Written evidence submitted by the UK2070 Commission (LRS0025)
Context and Summary
- The UK2070 Commission submits the following response to the BEIS Committee’s Sub-Inquiry’s review of local and regional government structures in England in delivering growth locally and supporting the Government’s ‘levelling up’ agenda.
- The UK2070 Commission is an independent inquiry into the deep-rooted spatial inequalities that exist across the UK, chaired by Lord Kerslake. It published the Report on its findings in February 2020. This drew upon a substantial body of evidence submitted to the Commission or from research it has commissioned. The full list of documents can be found on its website - http://uk2070.org.uk/publications/. In view of the direct relevance of the work of the UK2070 Commission to the Committee’s Inquiry, Lord Kerslake would be happy to give evidence to, and answer questions from, the Committee in person if the opportune is made available.
- The UK2070 Commission has set out a 10-Point Action Plan for addressing the spatial inequalities between the regions and nations of the UK. All ten areas of action have a bearing on the Committee’s Inquiry generally and the Sub-Inquiry’s specific questions about institutional structures. The answers to the specific questions are listed in the Annex to this report. There are however general issues that need to be addressed and which must be taken into account in answering any of the questions.

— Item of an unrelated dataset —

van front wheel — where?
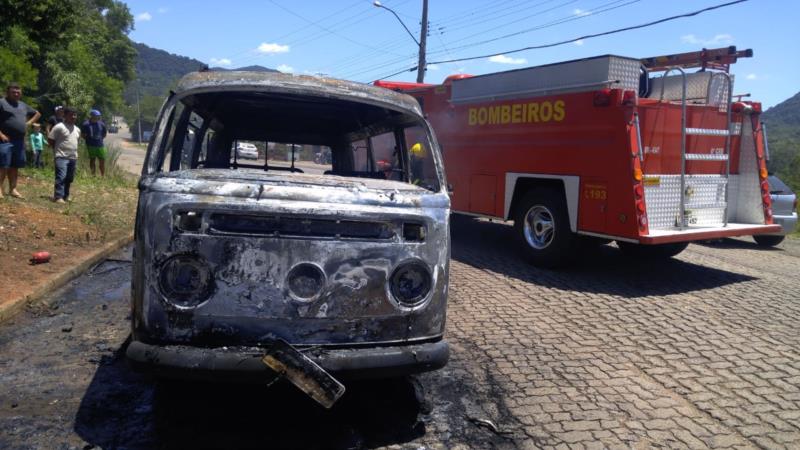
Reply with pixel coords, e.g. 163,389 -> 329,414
514,189 -> 577,268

- Many of the questions asked in the Call for Evidence themselves reflect the over-riding structural barriers to delivering the levelling up agenda:
- The questions are based upon a hierarchical view of the relationship between national and central government in which decisions are made centrally and delivered locally. This reflects the highly centralised nature of governance in the UK which is a major constraint on economic growth and has been a factor in creating the imbalance in economic development which levelling up seeks to tackle. As a corollary there a high level of interdependence between the need for comprehensive devolution to local government and for structural changes nationally;
- The most effective level for local economic decision making is for a functional city-region but such sub-national governance is patchy and where it does exist it has limited powers and constrained and dependent access to resources. A comprehensive framework of sub-national governance is needed.; and
- The review also seeks to review how the role of powerhouses, local enterprise partnerships and growth hubs could be reformed or better equipped to deliver growth locally, with specific reference to the Government’s ‘levelling up’ agenda. There is a need to address these institutional arrangements more directly than is sought in the Committee’s call for evidence and their relationship to the local government.

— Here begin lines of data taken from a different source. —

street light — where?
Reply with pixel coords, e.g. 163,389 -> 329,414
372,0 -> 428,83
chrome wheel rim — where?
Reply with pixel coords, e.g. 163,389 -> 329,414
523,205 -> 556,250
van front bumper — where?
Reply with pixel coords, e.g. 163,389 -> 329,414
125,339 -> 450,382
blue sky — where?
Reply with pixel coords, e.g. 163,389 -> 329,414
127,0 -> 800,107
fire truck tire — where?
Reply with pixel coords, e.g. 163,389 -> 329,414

Annex: Responses by the UK2070 Commission to
Specific Questions in Call for Evidence
BEIS Committee Sub-Inquiry into Levelling Up
Local and regional structures and the delivery of economic growth
- What evidence exists to measure the performance of the various tiers of regional and local government in the delivery of growth?
Response: Since there is no general tier of regional government, there are no regionally defined performance indicators. This is a major problem since it means that, with a few exceptions, there are no subnational strategic bodies responsible for setting performance measures. There is city-regional government, such as metropolitan areas as Greater Manchester, Bristol and Teesside, which are effective in developing measures of performance through their local economic reviews.
The only exceptions that might be defined as ‘regional’ (i.e. wider than the city-region) are at present are by the Greater London Authority, Northern England and CaMKOx strategy. Those set by the GLA are built into the London Plan but have not been accepted following public examination. Those set for Northern England identified measures of growth needed to deliver levelling up but these have not been supported by Government. In fact, the latest housing policy proposals by MHCLG will undermine these ambitions and inhibit local efforts to promote growth. The CaMKOX growth strategy is a de facto regional strategy given its extent and ambitions. It has however not set criteria yet that will allow its ambitions for growth to be tested. These ambitions have also not been set within a context of its relationship with the wider labour markets and industrial ecosystems of which it is part.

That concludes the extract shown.